Après avoir ingurgité un sandwich en deux bouchées sur le chemin je suis rentré dans ma chambre de la Diffusion ; tout y était désert, silencieux, d’un silence qui me frappait les tympans ; je me suis endormi comme un sac.
Le lendemain matin, j’avais un cendrier dans la bouche et les yeux rouges, mais j’étais à peu près en forme. J’ai rangé quelques bouquins, petit-déjeuné, lu le commentaire de la sourate de Joseph dans le Kashshâf, le soleil se répandait sur les tapis.

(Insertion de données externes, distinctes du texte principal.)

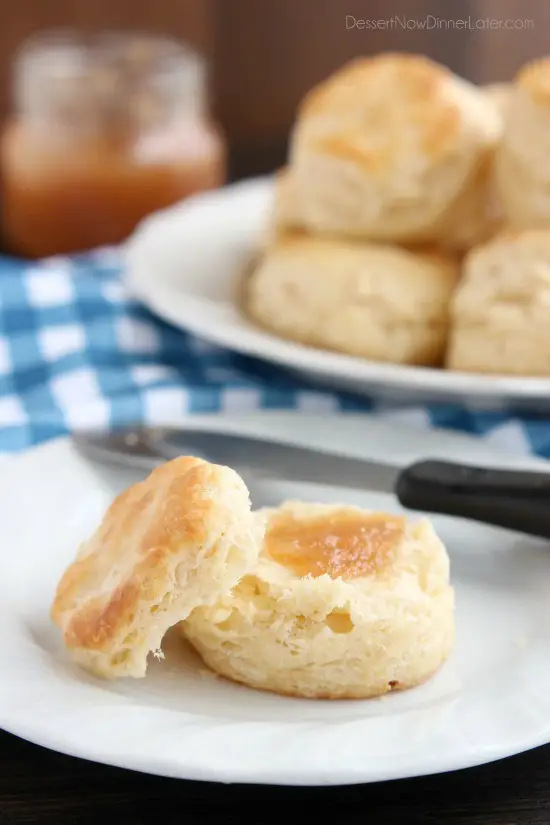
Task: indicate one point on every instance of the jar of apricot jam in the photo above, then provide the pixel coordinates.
(104, 131)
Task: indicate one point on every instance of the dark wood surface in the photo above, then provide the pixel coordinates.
(39, 786)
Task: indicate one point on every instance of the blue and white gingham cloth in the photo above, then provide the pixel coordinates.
(75, 352)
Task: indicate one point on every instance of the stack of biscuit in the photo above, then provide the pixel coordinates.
(410, 225)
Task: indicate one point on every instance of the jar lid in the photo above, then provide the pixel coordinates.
(111, 77)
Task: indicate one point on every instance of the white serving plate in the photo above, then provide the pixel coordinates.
(183, 263)
(490, 700)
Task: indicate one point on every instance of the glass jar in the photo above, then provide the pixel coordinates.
(104, 132)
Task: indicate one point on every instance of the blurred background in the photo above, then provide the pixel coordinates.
(262, 56)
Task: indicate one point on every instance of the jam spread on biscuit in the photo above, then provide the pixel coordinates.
(346, 545)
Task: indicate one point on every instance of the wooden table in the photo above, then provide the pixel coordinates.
(39, 786)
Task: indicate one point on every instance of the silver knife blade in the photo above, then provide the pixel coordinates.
(144, 448)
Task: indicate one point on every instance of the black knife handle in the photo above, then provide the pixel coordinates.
(515, 499)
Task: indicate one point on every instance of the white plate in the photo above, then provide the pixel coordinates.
(490, 700)
(184, 262)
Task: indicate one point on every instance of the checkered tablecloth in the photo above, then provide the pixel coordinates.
(75, 352)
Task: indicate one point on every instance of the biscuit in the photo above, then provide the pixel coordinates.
(374, 301)
(287, 213)
(342, 603)
(384, 148)
(523, 157)
(179, 539)
(501, 308)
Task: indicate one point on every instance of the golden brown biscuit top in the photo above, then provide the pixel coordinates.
(534, 78)
(355, 121)
(130, 563)
(343, 544)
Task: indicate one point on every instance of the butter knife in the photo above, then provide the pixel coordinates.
(514, 499)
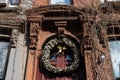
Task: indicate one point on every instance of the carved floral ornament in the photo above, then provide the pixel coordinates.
(45, 55)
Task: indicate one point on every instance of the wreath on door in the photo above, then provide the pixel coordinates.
(45, 59)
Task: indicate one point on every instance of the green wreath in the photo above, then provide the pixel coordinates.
(46, 56)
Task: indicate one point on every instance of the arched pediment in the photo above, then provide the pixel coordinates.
(54, 9)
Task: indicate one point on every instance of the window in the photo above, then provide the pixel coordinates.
(3, 58)
(65, 2)
(114, 47)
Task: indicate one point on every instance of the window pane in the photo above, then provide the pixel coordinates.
(14, 2)
(114, 47)
(3, 56)
(60, 2)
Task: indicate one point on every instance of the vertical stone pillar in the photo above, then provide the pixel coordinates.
(87, 45)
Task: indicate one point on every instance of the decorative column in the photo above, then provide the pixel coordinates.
(88, 45)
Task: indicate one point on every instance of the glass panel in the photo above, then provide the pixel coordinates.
(14, 2)
(68, 2)
(3, 56)
(114, 47)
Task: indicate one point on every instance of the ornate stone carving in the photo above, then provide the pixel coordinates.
(87, 36)
(14, 37)
(34, 27)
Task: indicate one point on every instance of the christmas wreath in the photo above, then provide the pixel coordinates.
(45, 59)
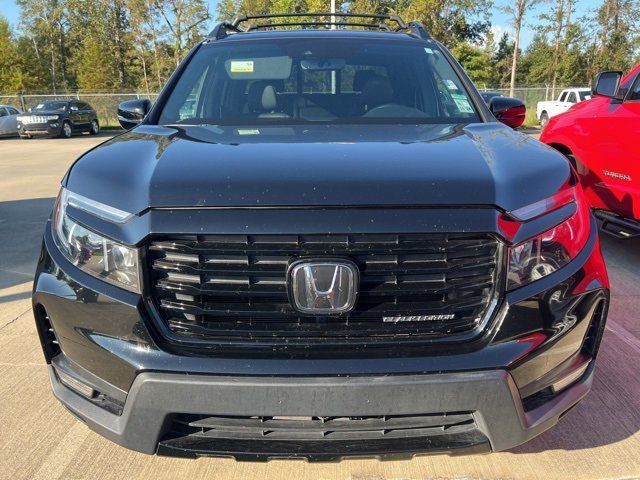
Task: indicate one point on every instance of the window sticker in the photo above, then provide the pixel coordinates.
(242, 66)
(462, 103)
(450, 84)
(247, 131)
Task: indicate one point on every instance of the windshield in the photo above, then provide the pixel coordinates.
(50, 106)
(318, 80)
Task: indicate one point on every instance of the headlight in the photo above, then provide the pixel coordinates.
(553, 249)
(93, 253)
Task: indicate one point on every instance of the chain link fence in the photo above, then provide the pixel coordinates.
(106, 104)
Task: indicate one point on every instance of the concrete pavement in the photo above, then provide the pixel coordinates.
(38, 439)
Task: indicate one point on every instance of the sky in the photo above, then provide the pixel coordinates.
(500, 21)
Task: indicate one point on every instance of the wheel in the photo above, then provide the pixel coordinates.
(65, 131)
(95, 128)
(544, 119)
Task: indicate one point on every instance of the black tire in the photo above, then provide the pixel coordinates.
(544, 119)
(65, 131)
(94, 129)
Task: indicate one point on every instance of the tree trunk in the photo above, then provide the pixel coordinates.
(514, 63)
(556, 49)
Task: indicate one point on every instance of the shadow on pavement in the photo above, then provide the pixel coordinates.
(608, 415)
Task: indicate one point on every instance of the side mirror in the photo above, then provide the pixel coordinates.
(132, 112)
(509, 111)
(607, 84)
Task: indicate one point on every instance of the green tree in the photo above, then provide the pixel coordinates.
(476, 61)
(11, 75)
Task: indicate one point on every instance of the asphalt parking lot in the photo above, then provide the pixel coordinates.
(38, 439)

Par instants, les visages de la veille me revenaient en mémoire, le libraire en larmes, la moustache du chien de parking, comme une remontée d’égouts que j’essayais de juguler en me concentrant sur ma lecture. Je tentais de me convaincre, ce qui est fait est fait. Ce qui est fait est fait. Ce qui compte c’est l’avenir.
Le Cheikh Nouredine a réapparu en début d’après-midi, en civil, c’est-à-dire en costume bleu foncé, assez élégant. Il m’a salué avec courtoisie, je dirais même avec chaleur. Il m’a demandé si j’avais préparé les livres (on était jeudi) j’ai répondu oui. Il m’a dit parfait. Ce soir nous avons une réunion à l’extérieur, je serai là demain matin. Et il est sorti. Aucune remarque, aucune allusion à l’excursion punitive de la veille.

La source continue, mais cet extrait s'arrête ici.